The good news is that exercise is good for sleep and vice versa. Exercise increases our production of the chemical adenosine, which is responsible for making us sleepy. The more you exercise, the quicker you fall asleep and the deeper you sleep.

 

There are no set rules for the time of day you should run and when you should sleep. Some of us are naturally owls who perform better in the evening, some of us larks who favour the morning. “Sleep loading” before a race won’t necessarily help either. What’s important is getting enough sleep on a regular basis.

 

A relatively new revelation is that sleep plays an important role in our perception of pain. “We now know that when we are sleep-deprived we have more inflammatory markers circulating in our blood, so we sense pain more readily,” says Dr Meadow. That’s why I can only keep my hand in the ice bucket for half as long after my week of seven hour nights. Following the nine hour week, my reaction time also seems to have improved, and I manage to lift a slightly less pathetic dead weight. My endurance test on a rowing machine stays much the same, however.

 

In any case, it turns out I’m not the best test subject, as I don’t actually manage to get the full nine hours once. The added stresses of having builders round that week, plus starting a new job, plus the long-term joy of small children, not to mention my mind’s innate resistance to someone else telling me I MUST get a specific amount of sleep, all combine to leave me lying in bed for nine hours, sure, but often awake. Now that we know how important sleep is, It seems that the best way to get a good amount is not to think too much about it.

 

 

FIVE FOODS TO HELP YOU SLEEP

 

We all know what we shouldn’t be putting in our bodies just before bed: caffeine and alcohol, and possibly cheese if those stories about nightmares are to believed. But are there foods that can improve our night’s sleep? I asked Renee McGregor, dietitian and sports nutritionist at the University of Bath Sports Injury Clinic and Human Performance Centre, and author of Training Food.

 

Milk

“I often recommend a milky drink,” says McGregor. “It contains the amino acid tryptophan, which helps your body to release serotonin, which helps with sleep overall.” So your granny knew what she was doing all along.

 

Cereal

“A bowl of cereal is a good combination, because you’ve got the milk and also a little bit of carbs, which also help to make serotonin.”

 

Banana

Yet another time of day to reach for the runner’s favourite. “A banana, again with a glass of milk perhaps, is another good small snack to help you to sleep.”

 

Cottage cheese

So you can have cheese before bed after all. “With elite athletes I recommend a snack that’s heavy in casein.
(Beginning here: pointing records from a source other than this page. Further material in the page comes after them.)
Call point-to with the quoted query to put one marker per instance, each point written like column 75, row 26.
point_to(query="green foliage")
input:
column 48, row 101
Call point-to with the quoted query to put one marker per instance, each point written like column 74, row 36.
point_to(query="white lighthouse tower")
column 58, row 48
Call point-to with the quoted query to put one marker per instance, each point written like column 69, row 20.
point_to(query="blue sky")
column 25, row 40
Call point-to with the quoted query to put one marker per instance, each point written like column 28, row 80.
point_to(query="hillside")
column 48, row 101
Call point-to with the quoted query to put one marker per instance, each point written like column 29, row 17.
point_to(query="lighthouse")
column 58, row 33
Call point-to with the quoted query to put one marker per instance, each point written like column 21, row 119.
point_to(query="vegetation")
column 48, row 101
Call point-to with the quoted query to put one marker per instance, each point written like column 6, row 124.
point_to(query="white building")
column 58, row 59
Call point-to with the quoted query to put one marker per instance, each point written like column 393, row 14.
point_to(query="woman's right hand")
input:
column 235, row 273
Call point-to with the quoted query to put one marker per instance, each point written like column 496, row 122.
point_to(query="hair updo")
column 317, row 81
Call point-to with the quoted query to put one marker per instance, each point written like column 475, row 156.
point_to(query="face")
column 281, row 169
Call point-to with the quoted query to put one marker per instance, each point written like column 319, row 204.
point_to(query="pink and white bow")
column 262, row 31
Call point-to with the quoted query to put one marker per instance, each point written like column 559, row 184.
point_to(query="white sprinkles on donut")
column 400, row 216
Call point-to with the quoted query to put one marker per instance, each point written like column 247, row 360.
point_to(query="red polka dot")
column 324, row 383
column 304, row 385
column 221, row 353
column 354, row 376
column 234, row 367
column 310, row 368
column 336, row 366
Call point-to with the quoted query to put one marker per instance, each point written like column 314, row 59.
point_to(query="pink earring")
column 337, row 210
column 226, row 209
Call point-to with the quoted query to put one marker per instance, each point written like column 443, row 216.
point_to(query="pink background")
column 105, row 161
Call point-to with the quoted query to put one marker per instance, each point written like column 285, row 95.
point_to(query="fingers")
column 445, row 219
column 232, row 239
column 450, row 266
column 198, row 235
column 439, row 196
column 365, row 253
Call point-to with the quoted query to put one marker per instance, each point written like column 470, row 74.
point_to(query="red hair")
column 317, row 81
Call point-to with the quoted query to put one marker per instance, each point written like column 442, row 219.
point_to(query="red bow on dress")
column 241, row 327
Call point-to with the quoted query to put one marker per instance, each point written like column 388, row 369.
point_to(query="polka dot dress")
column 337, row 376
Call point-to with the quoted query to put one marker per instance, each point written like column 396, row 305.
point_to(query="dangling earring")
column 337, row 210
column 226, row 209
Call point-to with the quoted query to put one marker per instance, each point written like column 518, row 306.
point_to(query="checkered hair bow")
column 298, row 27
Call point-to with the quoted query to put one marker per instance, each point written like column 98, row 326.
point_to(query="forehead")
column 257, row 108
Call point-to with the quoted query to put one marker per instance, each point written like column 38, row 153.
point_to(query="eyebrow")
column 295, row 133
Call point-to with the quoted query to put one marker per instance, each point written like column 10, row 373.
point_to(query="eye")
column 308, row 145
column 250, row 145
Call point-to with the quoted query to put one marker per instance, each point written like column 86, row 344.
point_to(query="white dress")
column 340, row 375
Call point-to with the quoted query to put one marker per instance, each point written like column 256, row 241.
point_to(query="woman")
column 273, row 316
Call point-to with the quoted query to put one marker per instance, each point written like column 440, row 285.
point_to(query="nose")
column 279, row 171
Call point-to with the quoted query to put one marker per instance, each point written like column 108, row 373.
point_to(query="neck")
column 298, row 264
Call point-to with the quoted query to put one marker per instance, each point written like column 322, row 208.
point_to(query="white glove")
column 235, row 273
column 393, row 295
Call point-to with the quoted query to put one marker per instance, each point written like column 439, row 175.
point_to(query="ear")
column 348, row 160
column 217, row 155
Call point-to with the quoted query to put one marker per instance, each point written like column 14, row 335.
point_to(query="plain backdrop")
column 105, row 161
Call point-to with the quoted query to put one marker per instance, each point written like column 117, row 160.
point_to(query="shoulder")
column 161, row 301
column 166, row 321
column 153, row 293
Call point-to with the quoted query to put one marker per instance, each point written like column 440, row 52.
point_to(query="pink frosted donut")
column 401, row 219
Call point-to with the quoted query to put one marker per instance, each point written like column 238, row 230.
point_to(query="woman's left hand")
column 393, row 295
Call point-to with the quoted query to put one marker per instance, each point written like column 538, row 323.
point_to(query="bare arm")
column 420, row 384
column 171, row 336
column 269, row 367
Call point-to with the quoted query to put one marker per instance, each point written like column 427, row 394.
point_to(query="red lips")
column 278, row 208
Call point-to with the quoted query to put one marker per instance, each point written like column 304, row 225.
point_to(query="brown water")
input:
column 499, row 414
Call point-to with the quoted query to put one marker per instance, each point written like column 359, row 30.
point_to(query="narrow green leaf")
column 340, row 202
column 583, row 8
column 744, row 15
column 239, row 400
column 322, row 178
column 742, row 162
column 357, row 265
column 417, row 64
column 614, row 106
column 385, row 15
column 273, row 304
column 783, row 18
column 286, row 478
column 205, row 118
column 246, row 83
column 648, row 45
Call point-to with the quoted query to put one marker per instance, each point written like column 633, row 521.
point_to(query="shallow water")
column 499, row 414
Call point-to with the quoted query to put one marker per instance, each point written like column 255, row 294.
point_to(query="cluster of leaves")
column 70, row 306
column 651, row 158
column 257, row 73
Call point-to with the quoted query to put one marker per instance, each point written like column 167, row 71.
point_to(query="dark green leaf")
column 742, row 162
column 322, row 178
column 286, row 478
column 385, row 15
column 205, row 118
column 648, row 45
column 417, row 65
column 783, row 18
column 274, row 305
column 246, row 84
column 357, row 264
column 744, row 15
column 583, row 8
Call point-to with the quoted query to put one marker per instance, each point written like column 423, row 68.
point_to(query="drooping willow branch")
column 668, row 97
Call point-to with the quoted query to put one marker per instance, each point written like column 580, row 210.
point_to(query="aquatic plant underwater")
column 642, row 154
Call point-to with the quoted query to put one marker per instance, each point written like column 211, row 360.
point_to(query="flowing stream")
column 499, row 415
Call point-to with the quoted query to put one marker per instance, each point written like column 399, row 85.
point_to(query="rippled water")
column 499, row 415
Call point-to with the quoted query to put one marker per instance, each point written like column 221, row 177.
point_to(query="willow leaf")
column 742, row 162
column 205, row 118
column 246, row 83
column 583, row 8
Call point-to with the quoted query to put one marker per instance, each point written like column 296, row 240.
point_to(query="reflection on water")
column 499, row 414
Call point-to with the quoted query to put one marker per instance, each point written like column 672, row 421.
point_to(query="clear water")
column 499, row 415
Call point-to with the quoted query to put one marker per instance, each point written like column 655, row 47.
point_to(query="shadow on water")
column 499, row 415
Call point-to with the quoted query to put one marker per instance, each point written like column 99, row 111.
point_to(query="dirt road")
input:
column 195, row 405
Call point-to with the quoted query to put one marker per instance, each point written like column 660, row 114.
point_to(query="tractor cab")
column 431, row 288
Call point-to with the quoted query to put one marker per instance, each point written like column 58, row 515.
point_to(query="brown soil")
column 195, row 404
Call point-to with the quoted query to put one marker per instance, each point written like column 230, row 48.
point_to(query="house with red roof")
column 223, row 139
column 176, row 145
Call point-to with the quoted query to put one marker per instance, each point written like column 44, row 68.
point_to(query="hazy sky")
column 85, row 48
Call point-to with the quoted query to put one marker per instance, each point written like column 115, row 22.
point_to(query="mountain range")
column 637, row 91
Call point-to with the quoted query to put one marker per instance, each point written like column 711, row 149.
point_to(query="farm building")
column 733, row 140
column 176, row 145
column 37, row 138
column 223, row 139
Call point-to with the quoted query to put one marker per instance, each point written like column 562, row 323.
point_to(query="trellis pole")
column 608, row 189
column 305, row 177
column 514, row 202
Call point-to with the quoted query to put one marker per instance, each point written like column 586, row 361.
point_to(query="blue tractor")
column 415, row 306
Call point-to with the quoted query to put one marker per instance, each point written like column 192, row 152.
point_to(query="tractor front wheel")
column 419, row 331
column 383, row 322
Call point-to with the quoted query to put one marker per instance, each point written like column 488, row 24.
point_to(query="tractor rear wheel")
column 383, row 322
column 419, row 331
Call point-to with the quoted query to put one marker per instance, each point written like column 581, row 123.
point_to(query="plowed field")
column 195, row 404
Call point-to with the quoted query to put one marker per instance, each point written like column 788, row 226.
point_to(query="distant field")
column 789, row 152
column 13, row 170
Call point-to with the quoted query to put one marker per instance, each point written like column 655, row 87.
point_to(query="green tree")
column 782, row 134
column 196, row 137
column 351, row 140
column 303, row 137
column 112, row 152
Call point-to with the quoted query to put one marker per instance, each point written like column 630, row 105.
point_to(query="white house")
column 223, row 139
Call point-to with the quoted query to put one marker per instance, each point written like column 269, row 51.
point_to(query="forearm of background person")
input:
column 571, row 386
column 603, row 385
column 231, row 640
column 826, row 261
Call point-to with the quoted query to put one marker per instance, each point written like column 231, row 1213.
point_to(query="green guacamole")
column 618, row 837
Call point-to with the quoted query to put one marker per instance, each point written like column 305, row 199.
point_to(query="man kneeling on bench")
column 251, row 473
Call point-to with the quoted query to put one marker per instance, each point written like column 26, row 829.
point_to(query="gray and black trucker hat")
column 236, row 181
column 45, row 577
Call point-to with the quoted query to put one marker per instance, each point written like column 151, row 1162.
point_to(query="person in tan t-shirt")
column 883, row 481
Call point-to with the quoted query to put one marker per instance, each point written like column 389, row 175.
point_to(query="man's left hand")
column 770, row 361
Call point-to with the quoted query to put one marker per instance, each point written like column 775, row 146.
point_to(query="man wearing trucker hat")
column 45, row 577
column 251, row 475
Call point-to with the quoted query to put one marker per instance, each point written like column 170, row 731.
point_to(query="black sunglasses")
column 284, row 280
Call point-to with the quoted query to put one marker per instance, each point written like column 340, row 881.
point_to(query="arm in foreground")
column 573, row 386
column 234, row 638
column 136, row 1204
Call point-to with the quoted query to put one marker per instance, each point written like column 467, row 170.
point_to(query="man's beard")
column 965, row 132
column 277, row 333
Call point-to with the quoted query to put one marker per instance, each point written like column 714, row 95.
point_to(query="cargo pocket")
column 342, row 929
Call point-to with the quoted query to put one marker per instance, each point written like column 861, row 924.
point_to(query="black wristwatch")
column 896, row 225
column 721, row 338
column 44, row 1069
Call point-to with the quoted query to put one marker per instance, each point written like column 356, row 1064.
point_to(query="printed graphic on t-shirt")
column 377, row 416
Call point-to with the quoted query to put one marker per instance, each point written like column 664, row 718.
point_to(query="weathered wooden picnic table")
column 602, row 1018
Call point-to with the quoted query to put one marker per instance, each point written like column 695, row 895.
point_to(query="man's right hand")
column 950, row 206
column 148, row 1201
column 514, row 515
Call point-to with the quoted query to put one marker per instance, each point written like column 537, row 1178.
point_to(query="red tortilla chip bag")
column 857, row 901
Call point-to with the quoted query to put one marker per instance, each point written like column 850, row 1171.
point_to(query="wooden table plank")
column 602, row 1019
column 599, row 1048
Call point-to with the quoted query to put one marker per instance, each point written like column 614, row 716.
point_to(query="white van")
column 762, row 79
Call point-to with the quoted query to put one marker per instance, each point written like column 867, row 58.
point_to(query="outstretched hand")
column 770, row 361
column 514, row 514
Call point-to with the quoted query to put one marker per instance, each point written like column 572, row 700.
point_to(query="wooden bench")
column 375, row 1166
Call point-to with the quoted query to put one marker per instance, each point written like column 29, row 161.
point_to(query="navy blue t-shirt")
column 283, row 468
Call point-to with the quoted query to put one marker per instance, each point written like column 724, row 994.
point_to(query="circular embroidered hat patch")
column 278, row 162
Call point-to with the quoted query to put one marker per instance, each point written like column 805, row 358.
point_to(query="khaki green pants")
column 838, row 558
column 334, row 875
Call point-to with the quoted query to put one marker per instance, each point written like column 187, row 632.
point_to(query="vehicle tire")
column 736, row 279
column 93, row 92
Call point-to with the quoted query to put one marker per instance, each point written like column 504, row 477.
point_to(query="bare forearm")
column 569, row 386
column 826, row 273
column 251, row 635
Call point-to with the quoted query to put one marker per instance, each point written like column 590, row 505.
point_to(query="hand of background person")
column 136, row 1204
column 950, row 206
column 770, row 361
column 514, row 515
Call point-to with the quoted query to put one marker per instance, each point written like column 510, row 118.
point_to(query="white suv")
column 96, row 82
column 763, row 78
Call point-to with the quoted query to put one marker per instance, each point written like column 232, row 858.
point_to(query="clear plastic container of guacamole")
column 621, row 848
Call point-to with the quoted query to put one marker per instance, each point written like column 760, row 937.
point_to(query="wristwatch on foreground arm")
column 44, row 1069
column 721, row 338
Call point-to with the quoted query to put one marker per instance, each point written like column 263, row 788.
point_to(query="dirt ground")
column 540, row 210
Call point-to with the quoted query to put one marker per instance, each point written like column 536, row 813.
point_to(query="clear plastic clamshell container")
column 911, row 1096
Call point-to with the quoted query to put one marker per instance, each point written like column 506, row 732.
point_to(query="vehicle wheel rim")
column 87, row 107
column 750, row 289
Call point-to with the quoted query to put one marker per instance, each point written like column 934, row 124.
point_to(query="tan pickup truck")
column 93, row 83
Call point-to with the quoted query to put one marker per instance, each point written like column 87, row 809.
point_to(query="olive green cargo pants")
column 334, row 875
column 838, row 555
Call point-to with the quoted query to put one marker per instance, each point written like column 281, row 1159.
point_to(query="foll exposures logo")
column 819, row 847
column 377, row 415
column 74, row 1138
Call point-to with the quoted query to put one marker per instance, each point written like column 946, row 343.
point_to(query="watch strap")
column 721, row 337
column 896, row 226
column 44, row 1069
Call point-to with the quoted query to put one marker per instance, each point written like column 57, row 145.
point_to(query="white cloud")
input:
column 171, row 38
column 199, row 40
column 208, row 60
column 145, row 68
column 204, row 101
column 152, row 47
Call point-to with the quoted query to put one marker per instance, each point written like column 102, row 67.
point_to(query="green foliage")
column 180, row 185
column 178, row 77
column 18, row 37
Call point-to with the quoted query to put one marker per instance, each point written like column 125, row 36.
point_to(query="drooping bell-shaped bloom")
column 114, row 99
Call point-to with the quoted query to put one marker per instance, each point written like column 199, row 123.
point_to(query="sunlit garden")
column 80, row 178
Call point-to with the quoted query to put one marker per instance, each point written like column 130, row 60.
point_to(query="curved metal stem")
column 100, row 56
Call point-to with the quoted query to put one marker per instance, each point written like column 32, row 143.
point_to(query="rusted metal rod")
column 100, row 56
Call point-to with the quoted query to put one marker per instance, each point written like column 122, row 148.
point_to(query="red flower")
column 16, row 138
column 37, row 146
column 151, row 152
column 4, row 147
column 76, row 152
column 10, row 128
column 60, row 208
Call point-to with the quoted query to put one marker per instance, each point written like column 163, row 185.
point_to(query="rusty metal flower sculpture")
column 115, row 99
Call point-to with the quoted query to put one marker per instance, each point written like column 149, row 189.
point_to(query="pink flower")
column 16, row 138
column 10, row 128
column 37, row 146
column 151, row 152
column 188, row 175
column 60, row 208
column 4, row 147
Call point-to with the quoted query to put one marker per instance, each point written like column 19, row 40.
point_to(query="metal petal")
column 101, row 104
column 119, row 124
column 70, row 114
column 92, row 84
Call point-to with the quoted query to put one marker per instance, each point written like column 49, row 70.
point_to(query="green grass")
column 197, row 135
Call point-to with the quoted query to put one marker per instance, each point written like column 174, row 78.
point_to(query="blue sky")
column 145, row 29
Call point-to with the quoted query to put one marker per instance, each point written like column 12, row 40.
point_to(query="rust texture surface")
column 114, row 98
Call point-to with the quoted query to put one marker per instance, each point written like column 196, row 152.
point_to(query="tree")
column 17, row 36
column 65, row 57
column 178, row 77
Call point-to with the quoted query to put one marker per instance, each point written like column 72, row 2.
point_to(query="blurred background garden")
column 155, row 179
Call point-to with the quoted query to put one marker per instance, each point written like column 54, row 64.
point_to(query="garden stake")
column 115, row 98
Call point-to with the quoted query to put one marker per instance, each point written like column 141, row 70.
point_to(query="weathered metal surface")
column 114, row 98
It’s a milk protein, and unlike popular whey protein, it’s slow-release. if you have something containing casein before bed, it’s still in the bloodstream when the growth hormone is at its peak.”

 

Greek yoghurt

“It’s also high in casein. Generally, milk and dairy foods, combined with a small amount of wholegrainey carbohydrate, are actually really useful before bed to help you get into the sleep pattern that you want.”